The device is called the "piumai". Franca Guerreri writes about it here -

http://www.storiadimilano.it/arte/imprese/Imprese06.htm

"... the celebrated "piumai". This is a crown of nobility studded with precious stones, passed through by two interlaced branches of palm and olive. The olive is always a symbol of peace, while the palm signifies humility and capacity of adaptation."
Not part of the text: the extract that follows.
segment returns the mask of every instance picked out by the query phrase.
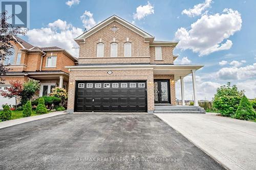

"... i famosi “piumai”. Si tratta di una corona nobiliare tempestata di pietre preziose, attraversata da due rami intrecciati di palma e d’ulivo. L’ulivo è da sempre simbolo di pace, la palma indica umiltà e capacità di adattamento."
etc.

This page, in French, talks about its obscure origins and strong associations with Naples, as well as with the Visconti -
http://base-devise.edel.univ-poitiers.fr/index.php?id=1226
 

Abrac

Hi kwaw. Yeah the TdM seems more likely as it's basically a carbon copy.
 

DoctorArcanus

Thank you for the corrections and the additional information, Ross!